We are releasing the BERT-Base and BERT-Large models from the paper. Uncased means that the text has been lowercased before WordPiece tokenization, e.g., John Smith becomes john smith. The Uncased model also strips out any accent markers. Cased means that the true case and accent markers are preserved. Typically, the Uncased model is better unless you know that case information is important for your task (e.g., Named Entity Recognition or Part-of-Speech tagging).

These models are all released under the same license as the source code (Apache 2.0).

For information about the Multilingual and Chinese model, see the Multilingual README.

When using a cased model, make sure to pass ``–do_lower=False`` to the training scripts. (Or pass ``do_lower_case=False`` directly to ``FullTokenizer`` if you’re using your own script.)

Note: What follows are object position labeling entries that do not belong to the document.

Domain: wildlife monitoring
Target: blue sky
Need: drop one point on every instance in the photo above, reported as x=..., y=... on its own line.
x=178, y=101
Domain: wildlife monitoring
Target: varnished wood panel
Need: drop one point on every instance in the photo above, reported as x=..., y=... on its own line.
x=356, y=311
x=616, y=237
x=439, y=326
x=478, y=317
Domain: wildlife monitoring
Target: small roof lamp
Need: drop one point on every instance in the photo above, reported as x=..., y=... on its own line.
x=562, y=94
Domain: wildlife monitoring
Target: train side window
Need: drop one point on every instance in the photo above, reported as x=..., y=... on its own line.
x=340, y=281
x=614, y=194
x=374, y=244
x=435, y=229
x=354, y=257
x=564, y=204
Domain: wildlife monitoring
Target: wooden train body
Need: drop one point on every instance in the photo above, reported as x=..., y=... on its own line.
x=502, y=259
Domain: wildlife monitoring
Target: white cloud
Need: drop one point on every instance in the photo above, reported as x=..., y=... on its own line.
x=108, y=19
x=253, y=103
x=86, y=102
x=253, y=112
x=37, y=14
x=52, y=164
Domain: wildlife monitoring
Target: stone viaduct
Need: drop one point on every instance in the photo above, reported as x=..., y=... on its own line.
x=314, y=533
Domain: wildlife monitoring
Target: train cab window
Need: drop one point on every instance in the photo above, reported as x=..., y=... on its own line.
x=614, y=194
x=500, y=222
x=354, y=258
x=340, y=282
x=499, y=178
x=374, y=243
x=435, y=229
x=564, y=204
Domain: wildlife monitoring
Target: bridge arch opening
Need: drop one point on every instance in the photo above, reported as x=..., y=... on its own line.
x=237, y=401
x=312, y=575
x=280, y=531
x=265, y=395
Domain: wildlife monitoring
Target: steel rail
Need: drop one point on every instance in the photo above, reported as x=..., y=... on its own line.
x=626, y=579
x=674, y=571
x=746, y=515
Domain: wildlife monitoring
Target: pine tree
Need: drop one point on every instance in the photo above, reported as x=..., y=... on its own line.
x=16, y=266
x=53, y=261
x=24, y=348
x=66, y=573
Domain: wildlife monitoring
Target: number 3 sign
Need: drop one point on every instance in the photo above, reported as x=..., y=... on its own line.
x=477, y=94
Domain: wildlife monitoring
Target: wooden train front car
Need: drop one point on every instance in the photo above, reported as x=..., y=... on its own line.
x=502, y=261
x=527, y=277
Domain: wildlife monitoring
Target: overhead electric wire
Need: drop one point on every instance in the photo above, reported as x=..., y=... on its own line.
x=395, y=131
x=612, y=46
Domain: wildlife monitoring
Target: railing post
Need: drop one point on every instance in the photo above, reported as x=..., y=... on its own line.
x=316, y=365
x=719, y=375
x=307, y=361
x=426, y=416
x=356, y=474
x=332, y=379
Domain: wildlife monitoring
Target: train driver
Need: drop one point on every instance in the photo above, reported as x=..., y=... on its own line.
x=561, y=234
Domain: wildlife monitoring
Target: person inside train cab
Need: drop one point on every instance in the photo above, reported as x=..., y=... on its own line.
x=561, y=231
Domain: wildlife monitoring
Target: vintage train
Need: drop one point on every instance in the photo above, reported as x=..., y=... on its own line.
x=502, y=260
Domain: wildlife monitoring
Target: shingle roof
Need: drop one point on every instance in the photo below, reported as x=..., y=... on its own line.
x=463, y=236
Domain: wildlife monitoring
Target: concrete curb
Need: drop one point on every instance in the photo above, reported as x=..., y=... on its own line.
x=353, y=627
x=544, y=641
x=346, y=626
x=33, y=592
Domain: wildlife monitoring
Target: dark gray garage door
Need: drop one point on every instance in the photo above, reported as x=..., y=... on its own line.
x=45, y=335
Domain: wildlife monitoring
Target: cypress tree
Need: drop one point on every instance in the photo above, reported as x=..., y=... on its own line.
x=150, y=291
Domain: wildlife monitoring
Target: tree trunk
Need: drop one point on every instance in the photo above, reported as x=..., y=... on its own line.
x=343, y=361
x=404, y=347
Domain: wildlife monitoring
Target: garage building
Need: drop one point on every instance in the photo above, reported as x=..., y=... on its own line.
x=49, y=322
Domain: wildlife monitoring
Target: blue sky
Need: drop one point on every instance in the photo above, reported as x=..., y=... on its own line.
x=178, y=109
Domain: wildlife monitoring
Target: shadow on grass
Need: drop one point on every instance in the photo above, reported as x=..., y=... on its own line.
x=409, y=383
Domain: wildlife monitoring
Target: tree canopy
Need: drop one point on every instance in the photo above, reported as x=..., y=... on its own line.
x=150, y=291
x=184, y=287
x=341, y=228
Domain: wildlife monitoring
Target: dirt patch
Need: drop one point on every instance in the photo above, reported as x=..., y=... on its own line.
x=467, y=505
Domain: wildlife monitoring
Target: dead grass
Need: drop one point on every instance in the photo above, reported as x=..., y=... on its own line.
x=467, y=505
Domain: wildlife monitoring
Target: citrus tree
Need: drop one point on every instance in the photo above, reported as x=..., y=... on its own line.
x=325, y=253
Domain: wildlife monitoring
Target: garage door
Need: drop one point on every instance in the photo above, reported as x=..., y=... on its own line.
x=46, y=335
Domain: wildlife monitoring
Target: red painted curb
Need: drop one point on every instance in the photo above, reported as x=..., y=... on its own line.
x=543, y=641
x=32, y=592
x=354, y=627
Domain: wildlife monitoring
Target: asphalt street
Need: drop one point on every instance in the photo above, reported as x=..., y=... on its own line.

The links to the models are here (right-click, ‘Save link as…’ on the name):

`BERT-Base, Uncased <https://storage.googleapis.com/bert_models/2018_10_18/uncased_L-12_H-768_A-12.zip>`__: 12-layer, 768-hidden, 12-heads, 110M parameters
`BERT-Large, Uncased <https://storage.googleapis.com/bert_models/2018_10_18/uncased_L-24_H-1024_A-16.zip>`__: 24-layer, 1024-hidden, 16-heads, 340M parameters
`BERT-Base, Cased <https://storage.googleapis.com/bert_models/2018_10_18/cased_L-12_H-768_A-12.zip>`__: 12-layer, 768-hidden, 12-heads , 110M parameters
`BERT-Large, Cased <https://storage.googleapis.com/bert_models/2018_10_18/cased_L-24_H-1024_A-16.zip>`__: 24-layer, 1024-hidden, 16-heads, 340M parameters
`BERT-Base, Multilingual Cased (New, recommended) <https://storage.googleapis.com/bert_models/2018_11_23/multi_cased_L-12_H-768_A-12.zip>`__: 104 languages, 12-layer, 768-hidden, 12-heads, 110M parameters
`BERT-Base, Multilingual Uncased (Orig, not recommended) <https://storage.googleapis.com/bert_models/2018_11_03/multilingual_L-12_H-768_A-12.zip>`__(Not recommended, use ``Multilingual Cased`` instead): 102 languages, 12-layer, 768-hidden, 12-heads, 110M parameters
`BERT-Base, Chinese <https://storage.googleapis.com/bert_models/2018_11_03/chinese_L-12_H-768_A-12.zip>`__: Chinese Simplified and Traditional, 12-layer, 768-hidden, 12-heads, 110M parameters

Each .zip file contains three items:

A TensorFlow checkpoint (bert_model.ckpt) containing the pre-trained weights (which is actually 3 files).
A vocab file (vocab.txt) to map WordPiece to word id.
A config file (bert_config.json) which specifies the hyperparameters of the model.